Figure 1:clustering of sequences from Illumina (denoted int) and fast base-called Q8 ONT sequences (denoted Q8) of 12 E. coli, based on core genome SNPs without alignment trimming. Isolates Ec01–Ec06 are from an outbreak in Denmark, while Ec07–Ec12 originate from different foreign countries.
Figure 2:clustering of sequences from Illumina (denoted int) and fast base-called Q8 ONT sequences (denoted Q8) of 12 E. coli, based on core genome SNPs. SNPs were trimmed away if they were within a proximity of 10, together with masking of DCM methylation-sites. Isolates Ec01–Ec06 are from an outbreak in Denmark and Ec07–Ec12 originate from different foreign countries.
Figure 3:clustering of sequences from Illumina (denoted int) and high-accuracy methylation-aware (hac_m) base-called Q10 ONT sequences (denoted Q10) of 12 E. coli, based on core genome SNPs. SNPs were trimmed away if they were within a proximity of 10. Isolates Ec01–Ec06 are from an outbreak in Denmark and Ec07–Ec12 originate from different foreign countries.

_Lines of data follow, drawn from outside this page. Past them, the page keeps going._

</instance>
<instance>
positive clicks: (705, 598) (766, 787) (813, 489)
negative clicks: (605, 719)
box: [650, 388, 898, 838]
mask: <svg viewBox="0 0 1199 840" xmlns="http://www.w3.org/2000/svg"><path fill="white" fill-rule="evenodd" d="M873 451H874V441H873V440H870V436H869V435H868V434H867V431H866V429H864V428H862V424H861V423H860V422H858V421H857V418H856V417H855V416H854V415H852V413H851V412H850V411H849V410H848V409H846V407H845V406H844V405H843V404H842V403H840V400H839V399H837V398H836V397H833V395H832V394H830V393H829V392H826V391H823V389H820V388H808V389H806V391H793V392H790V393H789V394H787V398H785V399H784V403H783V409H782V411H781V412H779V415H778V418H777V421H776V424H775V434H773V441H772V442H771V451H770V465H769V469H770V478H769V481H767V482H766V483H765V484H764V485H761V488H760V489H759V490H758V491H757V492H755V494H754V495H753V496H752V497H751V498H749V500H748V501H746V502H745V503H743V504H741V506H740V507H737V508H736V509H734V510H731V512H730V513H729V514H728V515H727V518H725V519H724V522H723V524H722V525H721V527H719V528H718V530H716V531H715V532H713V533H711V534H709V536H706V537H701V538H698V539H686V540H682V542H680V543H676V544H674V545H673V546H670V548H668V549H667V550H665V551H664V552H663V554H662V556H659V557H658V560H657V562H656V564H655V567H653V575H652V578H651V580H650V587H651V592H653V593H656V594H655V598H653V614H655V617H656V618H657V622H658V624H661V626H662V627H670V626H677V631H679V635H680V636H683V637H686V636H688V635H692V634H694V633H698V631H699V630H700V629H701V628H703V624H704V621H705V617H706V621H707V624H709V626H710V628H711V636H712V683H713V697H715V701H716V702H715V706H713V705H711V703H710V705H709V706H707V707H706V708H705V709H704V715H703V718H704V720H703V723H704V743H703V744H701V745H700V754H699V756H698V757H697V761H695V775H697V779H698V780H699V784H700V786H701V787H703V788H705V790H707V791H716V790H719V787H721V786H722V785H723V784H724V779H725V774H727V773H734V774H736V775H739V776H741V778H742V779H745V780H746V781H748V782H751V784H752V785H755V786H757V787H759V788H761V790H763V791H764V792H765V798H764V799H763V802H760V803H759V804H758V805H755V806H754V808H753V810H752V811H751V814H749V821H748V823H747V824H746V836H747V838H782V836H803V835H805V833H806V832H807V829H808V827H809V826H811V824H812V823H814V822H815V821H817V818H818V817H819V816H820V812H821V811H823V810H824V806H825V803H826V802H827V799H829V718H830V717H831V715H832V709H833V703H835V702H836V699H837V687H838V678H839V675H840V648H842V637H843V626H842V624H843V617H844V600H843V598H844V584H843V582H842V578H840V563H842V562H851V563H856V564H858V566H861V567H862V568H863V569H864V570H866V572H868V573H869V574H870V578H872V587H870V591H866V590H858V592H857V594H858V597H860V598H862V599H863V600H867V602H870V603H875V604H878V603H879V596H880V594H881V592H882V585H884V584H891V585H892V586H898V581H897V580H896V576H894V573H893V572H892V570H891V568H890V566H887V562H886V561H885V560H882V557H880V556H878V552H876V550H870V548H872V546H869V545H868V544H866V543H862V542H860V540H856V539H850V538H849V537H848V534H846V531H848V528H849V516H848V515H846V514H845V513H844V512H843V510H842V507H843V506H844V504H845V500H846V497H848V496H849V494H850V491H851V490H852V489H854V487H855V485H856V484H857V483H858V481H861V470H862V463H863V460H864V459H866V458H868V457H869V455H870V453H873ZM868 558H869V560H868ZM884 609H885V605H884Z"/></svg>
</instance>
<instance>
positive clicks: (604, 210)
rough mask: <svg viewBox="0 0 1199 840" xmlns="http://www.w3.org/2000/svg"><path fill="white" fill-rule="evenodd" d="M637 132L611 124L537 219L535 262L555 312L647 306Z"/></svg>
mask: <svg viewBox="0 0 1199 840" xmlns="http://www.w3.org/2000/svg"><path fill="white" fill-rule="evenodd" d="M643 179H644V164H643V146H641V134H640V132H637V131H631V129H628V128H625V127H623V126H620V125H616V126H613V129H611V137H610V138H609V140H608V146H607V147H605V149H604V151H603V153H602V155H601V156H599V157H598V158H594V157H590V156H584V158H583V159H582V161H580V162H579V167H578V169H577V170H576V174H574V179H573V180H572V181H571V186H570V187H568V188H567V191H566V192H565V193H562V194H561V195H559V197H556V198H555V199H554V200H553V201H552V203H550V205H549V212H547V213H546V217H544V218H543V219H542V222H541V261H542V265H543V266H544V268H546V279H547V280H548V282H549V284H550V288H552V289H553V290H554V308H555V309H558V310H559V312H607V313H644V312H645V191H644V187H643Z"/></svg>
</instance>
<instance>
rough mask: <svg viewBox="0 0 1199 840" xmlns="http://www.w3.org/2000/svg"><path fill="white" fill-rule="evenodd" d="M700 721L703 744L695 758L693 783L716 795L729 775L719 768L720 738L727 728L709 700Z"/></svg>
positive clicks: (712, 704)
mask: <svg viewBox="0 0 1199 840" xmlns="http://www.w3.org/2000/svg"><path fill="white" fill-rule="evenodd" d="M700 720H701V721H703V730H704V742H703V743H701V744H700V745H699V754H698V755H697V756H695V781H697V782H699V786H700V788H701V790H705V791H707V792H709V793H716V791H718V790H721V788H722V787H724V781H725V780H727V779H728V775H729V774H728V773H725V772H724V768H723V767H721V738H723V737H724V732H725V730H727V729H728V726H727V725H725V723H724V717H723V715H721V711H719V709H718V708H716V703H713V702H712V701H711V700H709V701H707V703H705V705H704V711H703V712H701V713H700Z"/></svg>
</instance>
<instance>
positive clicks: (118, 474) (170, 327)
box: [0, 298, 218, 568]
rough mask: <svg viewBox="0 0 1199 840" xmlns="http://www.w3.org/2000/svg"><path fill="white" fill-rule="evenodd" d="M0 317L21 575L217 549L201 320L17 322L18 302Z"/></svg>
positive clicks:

computational requirements of tested methods against 12 E. coli isolates sequenced on Illumina and ONT MinIon with fast base-called Q8 and high-accuracy methylation-aware Q10 base-calling data
| Method | Correct clustering | CPU time (h:mm:ss) | Peak memory |
|---|---|---|---|
| Illumina and fast base-called Q8 ONT data | |||
| MINTypernj | No | 1:56:06 | 10.7 GB |
| MINTyper1, nj | Yes | 1:56:08 | 10.7 GB |
| MINTyperiq | No | 2:14:46 | 10.7 GB |
| MINTyper1, iq | Yes | 1:57:58 | 10.7 GB |
| MINTyperft | No | 3:47:52 | 24.9 GB |
| MINTyper1, ft | Yes | 3:34:46 | 23.9 GB |
| MINTyper3, nj, * | Yes | 1:54:56 | 1.5 GB |
| MASH5, nj | No | 0:20:14–0:48:32 | 2.8 MB–2.3 GB |
| MASH6, nj | No | 0:24:06–4:12:51 | 0.3–11.6 GB |
| MASH7, nj | No | 0:44:26–5:03:50 | 1.3–29.6 GB |
| Illumina and high-accuracy Q10 ONT data | |||
| MINTyper2, nj | Yes | 1:23:01 | 10.1 GB |
| MINTyper2, iq | Yes | 1:27:47 | 10.1 GB |
| MINTyper2, ft | Yes | 2:54:16 | 24.1 GB |
| MINTyper4, nj, * | Yes | 1:27:48 | 1.8 GB |
| MASH5, nj | No | 0:17:45–0:33:43 | 3.0 MB–1.2 GB |
| MASH6, nj | No | 0:22:16–2:40:07 | 0.3–5.9 GB |
| MASH7, nj | No | 0:41:15–3:28:45 | 1.3–16.3 GB |
1: Alignment trimming; core-genome SNPs with a minimum distance of 10 between called SNPs and DCM-methylation masking, 3: Alignment trimming; core-genome SNPs with a minimum distance of 10 between SNPs and DCM-methylation masking, 4: Alignment trimming; core-genome SNPs with a minimum distance of 10 between SNPs, 5: Sketch size of 1024 with minimum k-mer occurrence thresholds varying from [1–32], 6: Sketch size of 1048576 with minimum k-mer occurrence thresholds varying from [1–32], 7: Sketch size of 4194304 with minimum k-mer occurrence thresholds varying from [1–32], nj: Neighbor-Joining tree-construction, iq: IQtree was used for tree-construction, ft: FastTree was used for tree-construction, *Ec01 from the ONT data was assembled with Unicycler, polished with Medaka, and used as reference.